4 | Discussion
Skin damage attributed to PM primarily results from oxidative stress and subsequent inflammation.21 Upon exposure to PM with polycyclic aromatic hydrocarbons (PAHs), human keratinocytes increase production of reactive oxygen species (ROS).22PM2.5 can also stimulated IL-6 production in human keratinocytes via ROS production and oxidative stress.23 In addition, keratinocytes exposed to PM can upregulate cytokine expression, indirectly leading to diminished expression of skin barrier proteins and skin barrier dysfunction. PM2.5 exposure can induce the expression of tumor necrosis factor (TNF)- α in human keratinocytes, which subsequently suppresses the expression of filaggrin (FLG) and loricrin (LOR) through an aryl hydrocarbon receptor (AhR)-dependent pathway.24 PAHs as components of PM are known to penetrate the stratum corneum effectively due to their lipophilic properties, initiating skin inflammation through binding to the AhR, a ligand-dependent transcription factor.25 PM can also triggers the release of alarmins such as thymic stromal lymphopoietin (TSLP) from keratinocytes, which can then promotes Th2-type immune response and reduce FLG expression.26 These findings indicate that PM can alter the molecular structure and function of the epidermal barrier, thereby exacerbating AD.

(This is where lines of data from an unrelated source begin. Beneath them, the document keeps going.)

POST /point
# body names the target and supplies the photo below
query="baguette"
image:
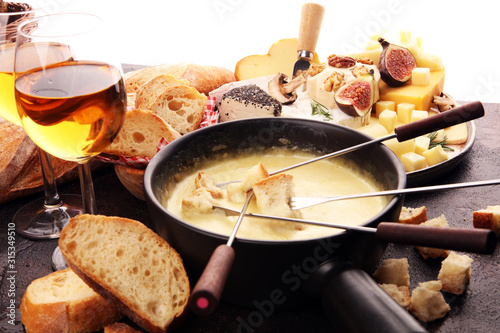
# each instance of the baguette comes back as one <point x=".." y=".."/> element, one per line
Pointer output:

The objective of this investigation was to elucidate the impact of chronic exposure to PM on the progression of AD in infants. A methodological challenge was how to accurately quantify individual patient exposure to ambient PM. To address this, we utilized an advanced exposure assessment approach, integrating data from AQMS with the CMAQ modeling outputs and updating the relocation of patients’ residences for 3 years. This fusion technique of exposure assessment is more advantageous than AQMS only in urban environments with spatial variability and limited monitoring resources, making our results more reliable.
In this study, a significant association between AD persistence and prolonged exposure to PM in subjects with moderate or severe AD was observed. Conversely, this association was not evident in the mild AD group. This disparity might be attributed to increased susceptibility of the skin with moderate or severe AD to PM penetration and subsequent inflammatory response, as compared to the skin with mild AD.
Pollen sensitization is associated with PM exposure,27and is increased in patients with AD.28 Exposure to pollen, in turn, leads to an exacerbation of AD symptoms.29 Indeed, bioaerosols from pollen adhere to PM and facilitate penetration into the human body, potentially exacerbating allergic responses.30 Consequently, the identification and mitigation of risk factors contributing to pollen sensitization in infants with AD are important for favorable disease prognosis. This study demonstrated the effect of long-term exposure to PM on pollen sensitization among infants with moderate or severe AD. Our finding supports the implementation of proactive strategies aimed at reducing PM exposure in infants with AD to modify the disease course.
In contrast to pollen exposed outdoors, the present study demonstrated that sensitization to HDM, an indoor allergen, did not have an association with PM exposure. This result is not consistent with a previous report showing that epicutaneous sensitization to various allergens including HDM could occur.8 Our observation might be attributed to the estimation of long-term PM exposure based on ambient PM concentrations. However, upon examining the relationship between PM exposure and HDM sensitization in patients with severe AD, the P value was close to 0.05. This suggests that an increase in the sample size of moderate or severe AD patients might yield statistically significant results.
One of the limitations of this study was that chronic exposure to PM was estimated from birth to age of 3 years rather than commencing from AD onset to age 3. The reason was that the exact time of AD onset could not be identified. Rather, pathophysiological changes of AD might have begun immediately after birth. Another limitation was that we did not include indoor environments in exposure assessments, including indoor PM, temperature, relative humidity, volatile organic compounds, and so on. However, it is impossible to monitor indoor environmental factors at each patient’s residence for a long period covering over 3 years. Since indoor PM originates partly from the outside, assessing indoor PM exposure was not completely excluded. Selection bias was also possible in the present study.
In conclusion, chronic exposure to ambient PM10 in infants with AD might affect the disease course by decreasing remission and increasing sensitization to pollen at age 3. In infants with AD, efforts are needed to reduce short-term and long-term exposure to PM in early life to prevent acute exacerbation and improve disease prognosis.